Зайка обернулся через плечо и выставил ногу в главный проход. Здоровая блондинистая девка с кучей кружек в руках пыталась обойти ее, но все же слегка задела Блэра, проходя.

– Извините, – сказала она, остановившись, чтобы поправить одну из кружек.

Зайка поднял очки и подмигнул Блэру. Он не произнес ни звука, но Блэр услышал, как он крикнул: «Это она!»

Блэр резко повернулся. Девка виляла бедрами, ее духи проникли в его кровь и нашли его член. Вместе с эффектом от пива – а он уже почти допил свою кружку – это ощущение прокатилось по Блэру безумной волной. Он подождал, призывая на помощь разум. Ничего не получалось. Он страстно ее хотел. И первым желанием было не всадить ей на полную, а просто прижаться к ней, смотреть ей в лицо, чувствовать ее.

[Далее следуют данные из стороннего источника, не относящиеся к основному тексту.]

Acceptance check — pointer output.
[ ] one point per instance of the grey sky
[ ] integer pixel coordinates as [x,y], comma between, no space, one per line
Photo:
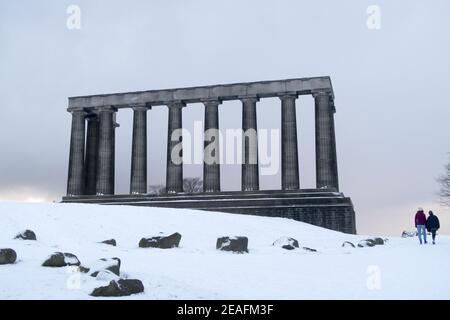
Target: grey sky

Она пошла дальше. Блэр обернулся. Девушка подошла к столику. За ним сидели ее мать или старшая сестра и грузный пожилой человек, вероятно, муж второй дамы; рядом с ними сидел угрюмый парнишка, слишком маленький, чтобы ему здесь наливали. Это были люди определенного типа, их звали Дерек и Трейси, недавно из Малаги и недавно начали откладывать деньги на очередной загородный дом. Блэр удивился. Такие люди существовали в его мире только теоретически. А теперь его представители сидели перед ним во всей своей сногсшибательной славе.

Он смотрел, как блестят розовые влажные губки девушки. У нее на бедре должно быть родимое пятно, настолько незначительный дефект, что увидишь его только при сиянии средиземноморского солнца. Но этого было достаточно, чтобы нанести сокрушительный удар по ее уверенности в себе, особенно если вспомнить о немного вытянутых половых губах и слабых волосах. Блэр четко чувствовал, что, хотя она не была идеальна физически, шрамы подросткового периода показывали: ей не была присуща заносчивость рано созревшей девицы, и поэтому она научилась ценить мирские вещи.

Мирские – то есть взять его член в свой рот. Ну и так далее. Она будет делать это, когда он только захочет, и также удивлять его в мирском ходе дня в их дорогом доме в пригороде. Это будет большой дом, и ее восхищение Блэром и теми вещами, которые он с ней сделает, заставят его стены покоситься и захлебнуться слюной. Он будет скользить по блестящей влаге ее вагины. А потом она займется уборкой, одетая только в его огромную футболку и чулки, залитые спермой.

Блэр наслаждался видом этой семьи за залитым пивом столом. Его мечты проникали в подробности их жизни, он придумывал смущенно-нагловатый взгляд, которым мальчишка будет смотреть на него, прокручивал в голове мудрые вещи, которые будет произносить, пока мама самозабвенно ходит по дому в ярком, уютном акриловом спортивном костюме, с раскрасневшимися от выпитого чая щеками. Блэр перестанет материться и будет невинно и льстиво врать маме, нацепив кривую усмешку и разудало покачивая головой.

Как же далеко он улетел в небеса грядущей райской жизни! И хотя он пытался придумать отговорки, ему пришлось признать, что эти видения беззаботной семейной жизни воплощали все то великое, что было в Британии. Безграничная свобода и демократия. Они открывали поистине огромные возможности.